EPA should check for more chemicals in drinking water, advisers say

Science Advisory Board recommends more bisphenols as candidates for monitoring and an expanded definition of PFAS

by Cheryl Hogue
August 25, 2022 | A version of this story appeared in Volume 100, Issue 30

 

A man standing at a sink drinks water from his cupped hand.
Credit: Shutterstock

The US Environmental Protection Agency should add more industrial chemicals to its draft list of candidates for drinking-​water monitoring, according to the EPA’s Science Advisory Board (SAB).

The recommendation came after the board reviewed the EPA’s 2021 draft list of chemicals and biological materials that are candidates for future regulations under the Safe Drinking Water Act.

That draft list includes per- and polyfluoroalkyl substances (PFAS). In an Aug. 19 report to EPA administrator Michael Regan, the board recommends that the agency expand its definition of PFAS “to capture all relevant fluorinated compounds and degradates in commercial use or entering the environment” so that such chemicals are included in the final version of the list.

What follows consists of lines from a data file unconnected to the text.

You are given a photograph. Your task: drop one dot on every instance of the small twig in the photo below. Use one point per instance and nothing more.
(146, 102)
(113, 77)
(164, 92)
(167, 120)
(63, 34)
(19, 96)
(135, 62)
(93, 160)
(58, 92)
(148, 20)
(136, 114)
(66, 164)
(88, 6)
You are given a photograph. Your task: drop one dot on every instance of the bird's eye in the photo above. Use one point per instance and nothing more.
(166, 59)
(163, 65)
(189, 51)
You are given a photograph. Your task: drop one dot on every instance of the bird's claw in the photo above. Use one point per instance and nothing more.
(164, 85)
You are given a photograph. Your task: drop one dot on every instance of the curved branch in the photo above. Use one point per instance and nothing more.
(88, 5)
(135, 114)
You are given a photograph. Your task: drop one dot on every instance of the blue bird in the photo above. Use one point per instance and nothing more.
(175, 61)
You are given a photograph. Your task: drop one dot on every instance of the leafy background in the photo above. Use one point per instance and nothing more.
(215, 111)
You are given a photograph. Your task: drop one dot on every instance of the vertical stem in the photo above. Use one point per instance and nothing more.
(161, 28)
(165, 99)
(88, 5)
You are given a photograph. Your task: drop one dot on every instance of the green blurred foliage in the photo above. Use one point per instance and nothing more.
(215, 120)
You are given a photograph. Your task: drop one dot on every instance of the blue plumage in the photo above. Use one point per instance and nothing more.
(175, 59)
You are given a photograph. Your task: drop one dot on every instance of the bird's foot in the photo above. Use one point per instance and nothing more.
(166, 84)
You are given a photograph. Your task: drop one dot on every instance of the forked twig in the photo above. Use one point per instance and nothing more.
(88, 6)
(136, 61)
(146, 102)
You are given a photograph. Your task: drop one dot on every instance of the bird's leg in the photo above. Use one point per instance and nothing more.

Bisphenol A, an estrogen-​mimicking substance, is on the draft list. The SAB suggests that the agency also add bisphenols F and S—chemical cousins to and substitutes for bisphenol A—to the final list. The EPA should consider including bisphenols AF, B, D, and E as well, the report says.

Organophosphate esters as a group should be added to the final list, the report says. The EPA’s draft includes two of these molecules, tributyl phosphate and tris(2-chloroethyl) phosphate. Listing organophosphate esters as a group would “encourage additional research to elucidate the full impact” of these substances on children’s health, the report says.

In the future, the EPA should consider antimicrobials, antimicrobial-resistance genes, microplastics, and nanoparticles as candidates for monitoring, the SAB says.